Woche vom 21. bis 24. Oktober
Um gleich oben anzuknüpfen: am liebsten gibt Johannes im Kreis Benedikt die Hand, geht sozusagen los, um ihn zu holen. Dienstag Vieles hat "sich" angesammelt im Wagen: Eicheln, Kastanien, Eichelhütchen, Nussschalen-Hälften... So kleben wir doch z.B. Beine an die halbe Nuss und lassen dann unsere "Käfer" und "Spinnen" loslaufen und sich ein Winterquartier suchen. Leider klebt der Kleber nicht gescheit. Durchaus möglich, dass er zu kalt und feucht ist. Aber dennoch sind die Mädels und Matthias lange im Materialspiel beschäftigt. Julian, Martin und zum Teil auch Johannes und Benedikt sitzen vor ihrem imaginären Lagerfeuer und grillen Würstchen. Im Anschluss an die Brotzeit – die genießen wir alle immer sehr und haben viel zu lachen – machen wir noch einen Spaziergang in den Blätterwald.

Mittwoch
Wir beladen den allseits beladenen Bollerwagen und machen uns auf den Weg Richtung Ludwigshöhe. Die Jungs laufen vor bis zum Stein, dort warten sie auf uns andere (klappt super!). Zu viele Schranken (lange Stöcke) erwarten uns. Erst öffnen sie sich einladend, doch dann bleibt Julians geschlossen. Er genießt es, als ich den "Fehler" suche und an Nase, Ohr, Schulter... herumprobiere. Klar sind nun alle anderen Schranken auch defekt. Ein langwieriges Weiterkommen... Am Waldrand entdecke ich einige Rindenstücke; eines mit zwei Astlöchern (Augen) und so groß, dass es ganz mein Gesicht bedeckt. So begegne ich den Kindern und erzähle ein bisschen vom Wald. Martin und Julian halten sich sogleich auch Rindenmasken vor und stapfen "Hü"-end in die Wiese, Richtung Ludwigshöhe. Benjamin fordert mich begeistert immer wieder auf, den Wald oder Baum sprechen zu lassen. Tanjas Maske bekommt noch Haare und Bart. Anna will unbedingt mit aufs Foto. Es gefällt ihr hinter der Maske zu sein, nachdem es ihr vorher nicht ganz geheuer war.

Donnerstag
Heute ist Susanna bei uns zu Besuch und sie ist uns eine große Hilfe beim Äpfel in Scheiben schneiden und zum Trocknen aufhängen. Es bleibt zu hoffen, dass sie nicht schimmeln und wir tatsächlich im Winter davon essen können. Julian, Lukas und die Kleinen sind krank, so dass wir eine kleine Gruppe sind. Nachdem wir uns über verschiedene Überwinterungs-Gewohnheiten von einigen Tieren gelesen und erzählt haben, basteln wir Kastanien-Igel. Sie sind schon recht hart und wir müssen uns ganz schön plagen. Die Bohrer sind super, davon könnten wir noch mehr gebrauchen. Gabriela und Anna lassen ihre Igel auch gleich miteinander sprechen und umherspazieren.

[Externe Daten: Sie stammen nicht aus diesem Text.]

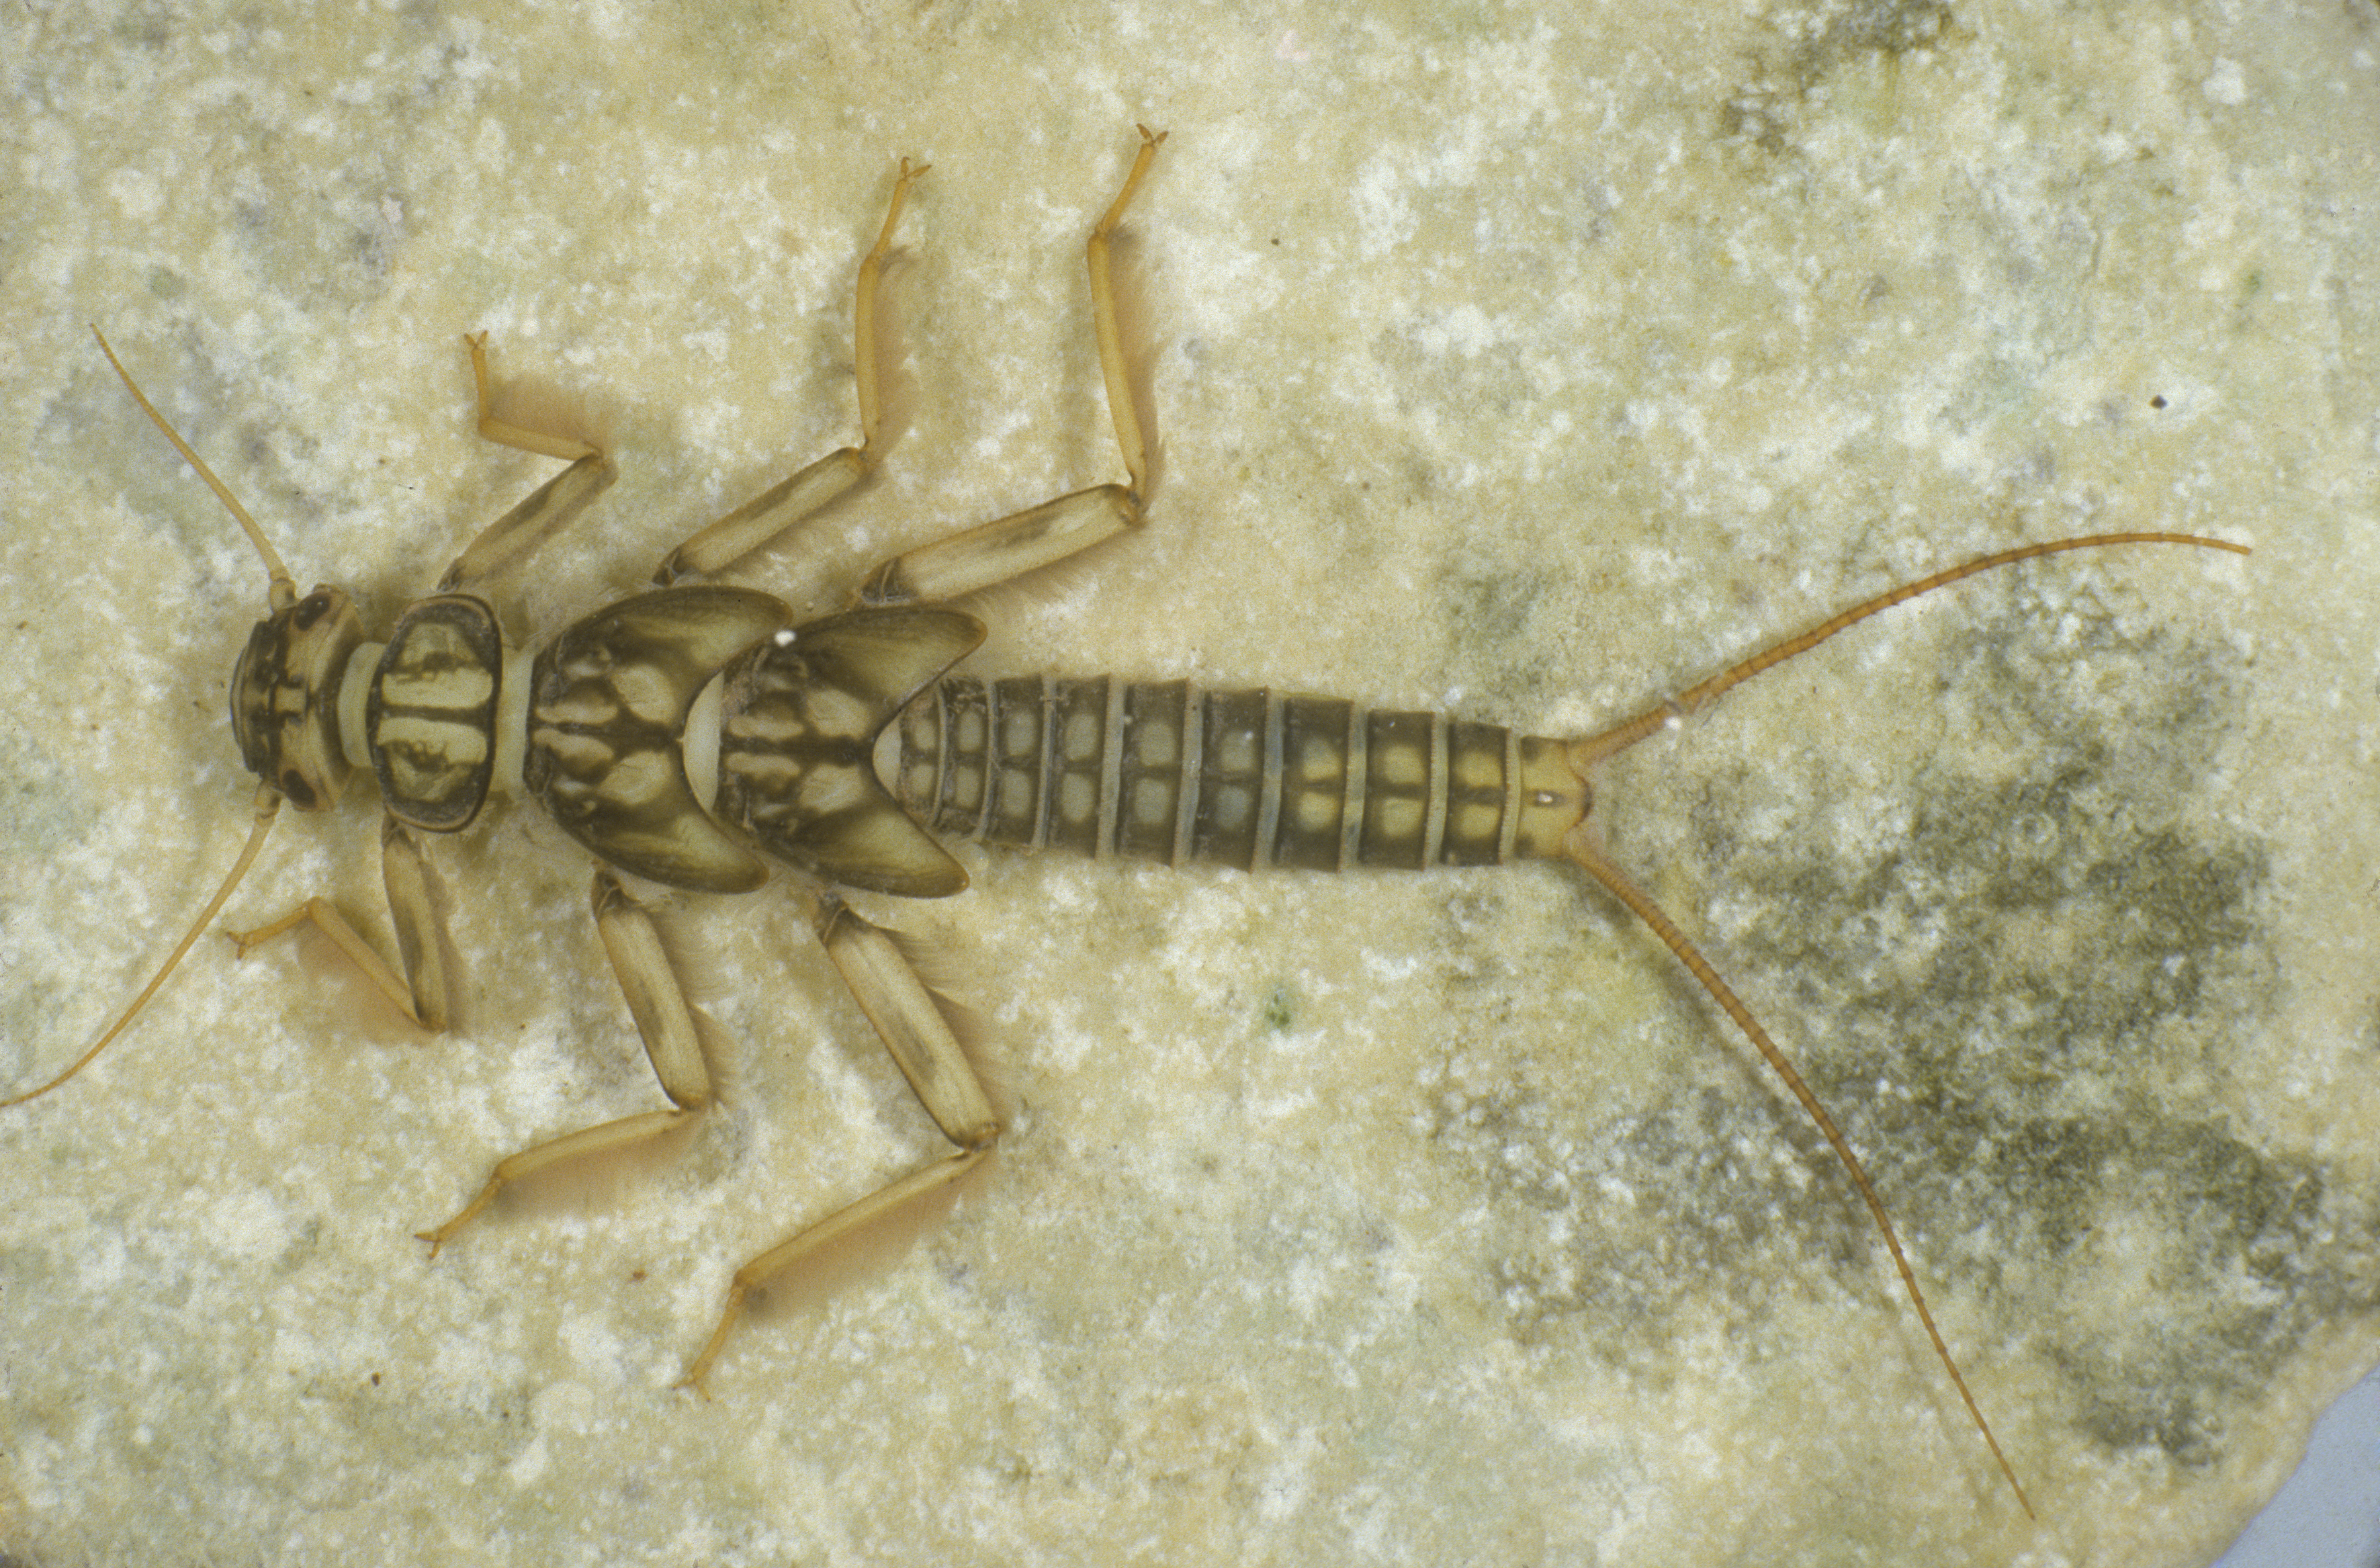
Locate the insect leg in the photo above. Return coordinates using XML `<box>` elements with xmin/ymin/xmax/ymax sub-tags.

Woche vom 4. bis 7. November
Andrea bringt Wiener mit, ich Semmeln. Wir wollen heiße Würstchen zur Brotzeit essen. Im Morgenkreis besprechen wir, was wir brauchen, um die Würstchen zu wärmen. Dann gehen wir in den Wald, um Feuerholz zu holen. Benedikt, Gabriela und Anna klettern und rutschen lieber. So wild und albern die Jungs heute sind, sobald wir uns um die Feuerstelle sammeln, genauso aufmerksam und andächtig genießen sie die Aktion. Wir lagern bestimmt eineinviertel Stunden, erzählen über Feuer, wie die Leute früher gekocht haben oder heute auch noch andere Völker. Im Anschluss daran noch die Geschichte vom Heiligen Martin. Währen der letzten Stunde sind die Großen Jungs vor die Aufgabe gestellt: "Wie erziehen wir Benedikt dazu, unsere gebauten Zeichen in Ruhe zu lassen?" Zweimal kommen sie und bitten mich um Hilfe. Sie sind am Waldrand, Andrea und ich räumen um, für den Winter am Bauwagen. Tanja, Gabriela und Anna fletzen in der Sonne, noch weiter am Feuerplatz (das Feuer ist schon lange aus!). Es entstehen noch eine kleiner Garten im Sand: aus abgeschnittenen Gräsern von Tanja und Druckbilder mit Blättern (das erste mal ausprobiert).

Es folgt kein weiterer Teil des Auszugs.